# How did you know your cockapoo was "the one?"



## SemperFi Teacher (Dec 24, 2015)

When you picked your cockapoo from the breeder, how did you know he/she was the one? Was it love at first sight when you saw them? Was it something about them that made you say that's the one I want? Please share, I would love to hear stories.


----------



## bearthecockapoo (Mar 17, 2015)

Love at first sight! He was very sweet and sleepy and just wanted to be held and cuddled.


----------



## Butterfly (Sep 6, 2015)

Rafi had a little white heart on his head he also pooed on my husband so he kinda chose us !


----------



## Puzzle (Oct 17, 2015)

When we went to choose Puzzle there were 4 puppies available. Two boys and two girls. One boy and one girl were a cream colour with red patches and the other two were red.

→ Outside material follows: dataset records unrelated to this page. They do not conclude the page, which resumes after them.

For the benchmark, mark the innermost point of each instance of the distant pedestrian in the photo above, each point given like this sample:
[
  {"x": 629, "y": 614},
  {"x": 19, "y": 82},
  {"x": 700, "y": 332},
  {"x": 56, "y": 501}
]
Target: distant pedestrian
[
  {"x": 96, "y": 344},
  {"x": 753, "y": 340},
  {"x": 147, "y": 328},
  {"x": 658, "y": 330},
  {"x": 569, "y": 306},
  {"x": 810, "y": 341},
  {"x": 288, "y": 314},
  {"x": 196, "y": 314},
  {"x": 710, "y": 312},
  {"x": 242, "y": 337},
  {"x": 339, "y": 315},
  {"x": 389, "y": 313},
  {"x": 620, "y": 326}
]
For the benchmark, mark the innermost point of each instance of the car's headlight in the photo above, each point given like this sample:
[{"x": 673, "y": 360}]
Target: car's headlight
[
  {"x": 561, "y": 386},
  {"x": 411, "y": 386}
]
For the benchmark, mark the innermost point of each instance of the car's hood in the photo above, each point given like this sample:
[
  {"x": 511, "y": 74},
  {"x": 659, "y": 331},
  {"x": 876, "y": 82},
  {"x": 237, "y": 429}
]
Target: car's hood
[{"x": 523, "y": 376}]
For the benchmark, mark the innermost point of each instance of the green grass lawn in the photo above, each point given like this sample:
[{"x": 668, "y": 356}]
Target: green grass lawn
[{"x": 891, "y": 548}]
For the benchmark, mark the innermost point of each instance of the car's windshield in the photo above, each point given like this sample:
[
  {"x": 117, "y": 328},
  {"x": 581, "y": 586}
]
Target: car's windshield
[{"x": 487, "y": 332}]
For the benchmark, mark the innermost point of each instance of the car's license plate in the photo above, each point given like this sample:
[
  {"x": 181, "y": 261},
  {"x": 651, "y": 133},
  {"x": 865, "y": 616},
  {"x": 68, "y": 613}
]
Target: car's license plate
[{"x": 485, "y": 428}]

The breeder told us all to sit on the sofa and then kind of piled the puppies on top of us! We had gone with no plans to have a boy or girl and didn't mind which colour either, we were just going to see which puppy 'spoke' to us. We shared the puppies out between us and took it in turns to play with/cuddle each one. They were all lovely, healthy pups and if only 1 had been available I would have been perfectly happy.

Then it was my turn to hold Puzzle. He just looked up at me with his big brown eyes and snuggled right in. I was smitten, it was love at first sight! Fortunately the rest of my family agreed without question. He had 'spoken' to all of us.

Puzzles little head is in the far right of the photo. My son was holding him when hubby took the photo. A lovely pile of puppies!


----------



## Annabellam (Nov 3, 2015)

There were five or six puppies at the rescue when we went out to pick Sammy. For me i think it was love at first site because he was the one who came up to me first. I also loved the innocent look of his eyes and i just was determined to get him out of that place.


----------



## smush87 (Dec 30, 2015)

Bella was only a litter of 2, her brother was also available at the time so whilst we had the pick of either, she stood out with her curly fur whereas he was a lot sleeker. 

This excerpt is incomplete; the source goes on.